Canadian axe-grinder stands his ground on temporal routes and embraces eternity along the way.
If there is a single word to describe Pat Travers with, it would look like “stalwart” or “steadfast” – the word which has an extra weight when used in the context of blues where tradition rules the den: you don’t expect anything new from this artist – stylistically, that is – yet you can count on him when classic elements have to be kept in place in order to land a blow and box the listener’s ears. Travers seemed to try and veer away from his chosen genre, if not idiom, on 2019’s "Swing!" after observing future-in-the past on 2015’s "Retro Rocket" – but their follow-up, whose infectious, triumphantly funky title track has been a part of Pat’s concert set for a while, sees him reflect on what was and what will happen and still focus on here and now.

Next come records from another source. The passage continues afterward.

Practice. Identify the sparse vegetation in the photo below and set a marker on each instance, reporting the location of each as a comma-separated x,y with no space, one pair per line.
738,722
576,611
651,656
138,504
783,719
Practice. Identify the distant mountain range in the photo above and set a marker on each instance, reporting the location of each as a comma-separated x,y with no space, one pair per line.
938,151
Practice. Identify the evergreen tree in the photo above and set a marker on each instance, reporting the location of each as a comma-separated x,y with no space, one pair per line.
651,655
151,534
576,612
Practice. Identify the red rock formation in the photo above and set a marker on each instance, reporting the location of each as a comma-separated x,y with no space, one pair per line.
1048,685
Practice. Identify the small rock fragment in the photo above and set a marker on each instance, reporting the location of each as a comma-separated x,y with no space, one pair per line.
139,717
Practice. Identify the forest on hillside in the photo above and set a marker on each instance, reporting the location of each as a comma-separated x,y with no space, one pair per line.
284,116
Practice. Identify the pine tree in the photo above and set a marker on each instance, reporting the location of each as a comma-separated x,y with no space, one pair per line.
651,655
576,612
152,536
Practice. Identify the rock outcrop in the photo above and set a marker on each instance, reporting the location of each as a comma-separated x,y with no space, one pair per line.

Reverting to his favorite format of power trio, the triangle time-tested in terms of sonic stability, Travers is in top form on “The Art Of Time Travel” – and in a good emotional place too – and such unhurriedly ebullient numbers as the percussive “I Feel Good” illustrate it with enviable panache, contrasting the gloomily cinematic epic “Move On” that finds Pat in a fit of road rage but ready to forgive, if not forget, his foes, and “Push Yourself” that briskly bemoans the effort of everyday routine. Although all of this might suggest rock tropes, there are sore spots in which Travers’ fingers and voice bleed sincerity, “Breaking Up In Lockdown” a molasses-sweet wail for pandemic-related woes on domestic front and “Ronnie” a heavily roaring tribute to Pat’s late “brother from another mother” Montrose. As David Pastorius’ bass bulge in a solo manner and Alex Petrosky’s drums up the drama of guitar tone, female backing vocals elevate “Over And Over” to heavens, closer to six-string paradise, and the ragged, angry “No Worries At All” weeps for the state of our world affairs, showing how indifferent to the ways of humanity and how relevant the veteran’s remained over the years.

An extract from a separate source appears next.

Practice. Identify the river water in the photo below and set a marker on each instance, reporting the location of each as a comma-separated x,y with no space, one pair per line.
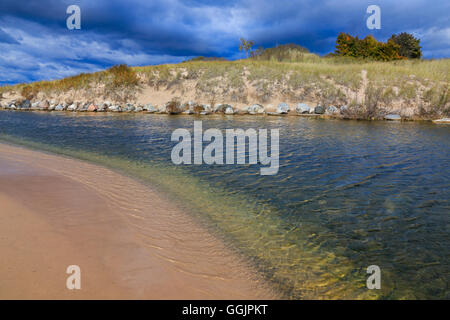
348,194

This is why instrumental “Full Spectrum” is anthemic and anxious in equal measure, the jovial sax’s jive smearing Pat’s strum, and the delicate, also wordless, finale “Natalie” is ready to join the line of “Louise,” “Elaine” and “Amanda” – replacing riffs with acoustic lace and electric soaring. That’s the gist of Travers’ time travel: the continuity as a route to eternity befitting the steadfast stalwart of his trade.